Griffe-d'Ours s'approcha de Mlle de Richecourt.

—Arrière de moi! cria-t-elle.

Et ce regard dominateur qui avait déjà fait courber le front du guerrier, s'en fut encore brûler l'oeil de l'Iroquois qui n'en put supporter la fierté magnétique.

—Que la vierge blanche marche donc devant moi, dit-il.

Jeanne passa superbe à côté de lui, en l'écrasant de toute l'expression de mépris dont la fille des comtes de Richecourt aurait su accabler ce sauvage bandit, sous les lambris dorés du château de Kergalec.

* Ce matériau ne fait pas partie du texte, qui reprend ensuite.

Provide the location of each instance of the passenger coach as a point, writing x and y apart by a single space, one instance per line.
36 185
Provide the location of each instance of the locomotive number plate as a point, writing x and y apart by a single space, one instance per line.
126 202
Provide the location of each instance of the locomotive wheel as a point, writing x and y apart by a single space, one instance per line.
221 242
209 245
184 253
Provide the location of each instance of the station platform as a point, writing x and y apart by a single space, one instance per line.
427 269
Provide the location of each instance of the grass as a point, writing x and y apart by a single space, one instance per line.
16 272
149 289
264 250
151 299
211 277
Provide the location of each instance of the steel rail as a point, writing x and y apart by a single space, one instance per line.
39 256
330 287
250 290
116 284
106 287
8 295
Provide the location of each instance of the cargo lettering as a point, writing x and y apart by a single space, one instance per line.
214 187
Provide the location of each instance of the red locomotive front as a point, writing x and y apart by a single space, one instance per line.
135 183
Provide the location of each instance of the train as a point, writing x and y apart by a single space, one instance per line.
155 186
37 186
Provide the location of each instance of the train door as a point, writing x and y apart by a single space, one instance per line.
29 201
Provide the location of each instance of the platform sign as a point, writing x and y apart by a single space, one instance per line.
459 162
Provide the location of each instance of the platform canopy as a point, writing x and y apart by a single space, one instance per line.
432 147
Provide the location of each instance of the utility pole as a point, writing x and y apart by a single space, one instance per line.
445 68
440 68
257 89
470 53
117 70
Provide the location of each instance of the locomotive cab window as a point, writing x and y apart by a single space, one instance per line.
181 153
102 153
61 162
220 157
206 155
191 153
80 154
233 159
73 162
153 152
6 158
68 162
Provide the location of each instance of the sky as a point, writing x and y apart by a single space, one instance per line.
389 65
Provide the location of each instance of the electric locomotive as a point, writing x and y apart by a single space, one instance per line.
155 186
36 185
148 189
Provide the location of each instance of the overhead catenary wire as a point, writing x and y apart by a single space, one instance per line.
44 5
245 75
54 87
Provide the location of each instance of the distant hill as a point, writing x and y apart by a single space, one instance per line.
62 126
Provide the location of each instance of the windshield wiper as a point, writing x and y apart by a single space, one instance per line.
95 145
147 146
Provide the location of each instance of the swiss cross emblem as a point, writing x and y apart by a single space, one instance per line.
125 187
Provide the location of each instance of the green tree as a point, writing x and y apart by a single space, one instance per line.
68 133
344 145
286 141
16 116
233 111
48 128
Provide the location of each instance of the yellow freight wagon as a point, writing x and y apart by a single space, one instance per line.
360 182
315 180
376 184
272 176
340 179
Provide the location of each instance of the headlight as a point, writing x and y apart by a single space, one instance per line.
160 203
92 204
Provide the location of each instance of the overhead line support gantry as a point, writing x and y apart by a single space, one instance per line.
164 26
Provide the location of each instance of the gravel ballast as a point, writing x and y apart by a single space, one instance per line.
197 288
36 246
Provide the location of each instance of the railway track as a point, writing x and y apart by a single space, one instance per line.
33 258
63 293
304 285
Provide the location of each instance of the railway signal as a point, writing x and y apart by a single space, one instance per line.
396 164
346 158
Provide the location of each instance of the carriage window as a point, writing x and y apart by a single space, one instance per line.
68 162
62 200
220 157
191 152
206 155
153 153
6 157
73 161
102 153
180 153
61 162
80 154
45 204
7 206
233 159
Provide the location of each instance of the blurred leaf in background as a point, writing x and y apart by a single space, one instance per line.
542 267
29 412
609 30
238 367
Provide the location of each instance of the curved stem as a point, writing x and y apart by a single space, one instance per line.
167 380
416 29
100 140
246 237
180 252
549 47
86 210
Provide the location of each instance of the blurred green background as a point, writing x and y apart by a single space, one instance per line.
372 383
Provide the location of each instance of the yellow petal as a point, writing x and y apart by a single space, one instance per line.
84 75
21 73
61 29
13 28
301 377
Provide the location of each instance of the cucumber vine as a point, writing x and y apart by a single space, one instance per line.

Griffe-d'Ours se mit à la suivre en tremblant de rage, de faiblesse et d'amour.

—Oh! cette femme! quelle force inconnue a-t-elle donc en elle-même? pensait-il, pour que moi, Griffe-d'Ours, la Main-Sanglante, je tremble devant un seul de ses regards, comme l'oisillon sous l'oeil ardent de l'aigle! Que l'amour de cette femme doit être puissant! Sa haine est si forte!

Les tristes pensées qui agitaient l'âme des captifs! S'être sentis si près de la liberté et voir tout-à-coup leurs liens se resserrer plus fortement que jamais!

—Cette fois-ci, c'en est pardieu fait de moi! grommelait Mornac. Et ma pauvre cousine!… Elle qui, je crois, commençait à m'aimer!… Aussi bien faut-il que je sois l'être le plus infortuné de la création!